The felix team is passionate about supporting projects close to home, which is why we’re excited to share that we’re donating to not one, but two Australian projects on behalf of our community for the months of July-September. These two projects share lots of similarities, including working with local Indigenous communities, providing native vegetation and creating habitat for native animals.
The project in Southwest Western Australia is called the Ecological Restoration Project and is working in one of the world’s top 25 biodiversity hotspots, with 50% endemism of plant species (found nowhere else on earth). Many of the species here hail from prehistoric times as the region has been unglaciated for more than 250 million years. The area itself has been historically over-cleared for agriculture, and as a result, the remaining ecosystems are fragmented and in need of expansion to support resilience for the future.

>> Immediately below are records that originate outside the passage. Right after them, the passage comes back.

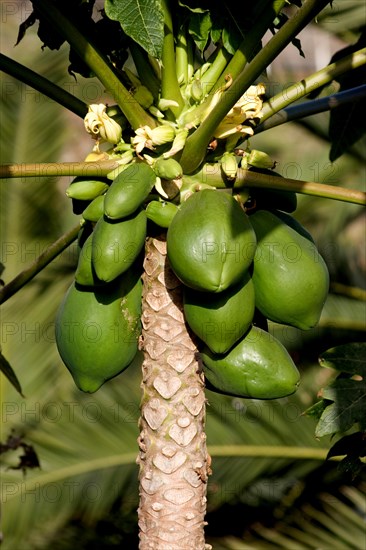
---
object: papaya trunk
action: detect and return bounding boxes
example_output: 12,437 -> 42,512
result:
137,237 -> 211,550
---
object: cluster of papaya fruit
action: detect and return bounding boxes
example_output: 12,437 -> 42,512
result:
56,159 -> 329,399
56,163 -> 156,393
167,189 -> 329,399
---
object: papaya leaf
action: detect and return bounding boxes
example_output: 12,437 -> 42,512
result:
315,342 -> 366,437
104,0 -> 164,59
0,350 -> 24,397
319,342 -> 366,377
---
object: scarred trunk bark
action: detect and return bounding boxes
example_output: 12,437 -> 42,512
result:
137,237 -> 211,550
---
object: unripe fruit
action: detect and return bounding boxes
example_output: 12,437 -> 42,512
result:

The second project will take place on South Australia's York Peninsula, and will work closely with the Traditional Owners of the land, the Narungga people. This project is focusing on restoring native vegetation and increasing landscape connectivity, while providing important habitat for numerous threatened species including the Southern Hairy Nosed Wombat.

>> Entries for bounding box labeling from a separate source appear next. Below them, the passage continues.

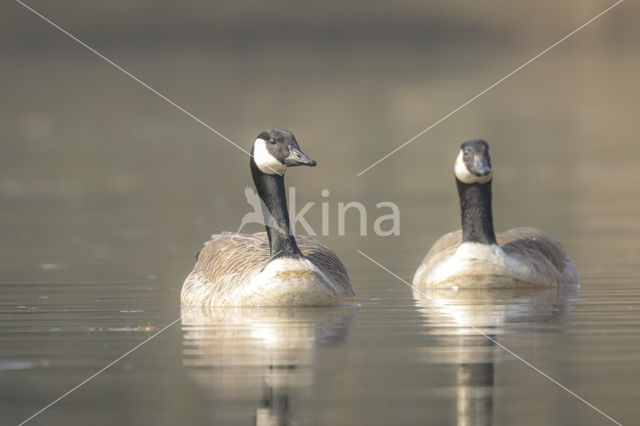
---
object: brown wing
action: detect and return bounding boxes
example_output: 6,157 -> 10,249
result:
497,228 -> 578,284
181,232 -> 355,305
422,230 -> 462,268
414,228 -> 578,284
296,236 -> 355,296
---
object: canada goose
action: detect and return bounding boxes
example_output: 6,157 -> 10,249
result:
413,140 -> 578,288
181,130 -> 355,306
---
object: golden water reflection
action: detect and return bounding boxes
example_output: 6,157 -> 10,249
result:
182,307 -> 357,425
413,287 -> 578,426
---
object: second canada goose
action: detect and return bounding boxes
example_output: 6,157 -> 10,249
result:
413,139 -> 578,288
180,130 -> 355,306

The Plant Trees for Chimpanzee’s project in Uganda is setting out to help restore a huge area of chimpanzee habitat in the Albertine Rift region of Uganda. Donations here will go towards planting trees as part of a broad long-term and large-scale initiative that will connect forests for wildlife, establish tree nurseries, strengthen forest monitoring and law enforcement to prevent future deforestation while promoting agroforestry practices that integrate trees into farming systems and much more.
This impactful project in Bhutan will add ecological value to open, unused farmlands by planting high-value fruit trees, especially in the eastern and central regions of Bhutan where the poverty rate is high.
The reforestation approach will be focused on improving the landscape that’s deforested, degraded, and under-utilised. It will also create a bunch of additional benefits including improved food security by providing fruit and nuts to the local community, as well as clean water and carbon sequestration.
The type of trees that will be planted here include walnut, hazelnut, chestnut, cherry, plum, apple, peach, pear, avocado and mango trees.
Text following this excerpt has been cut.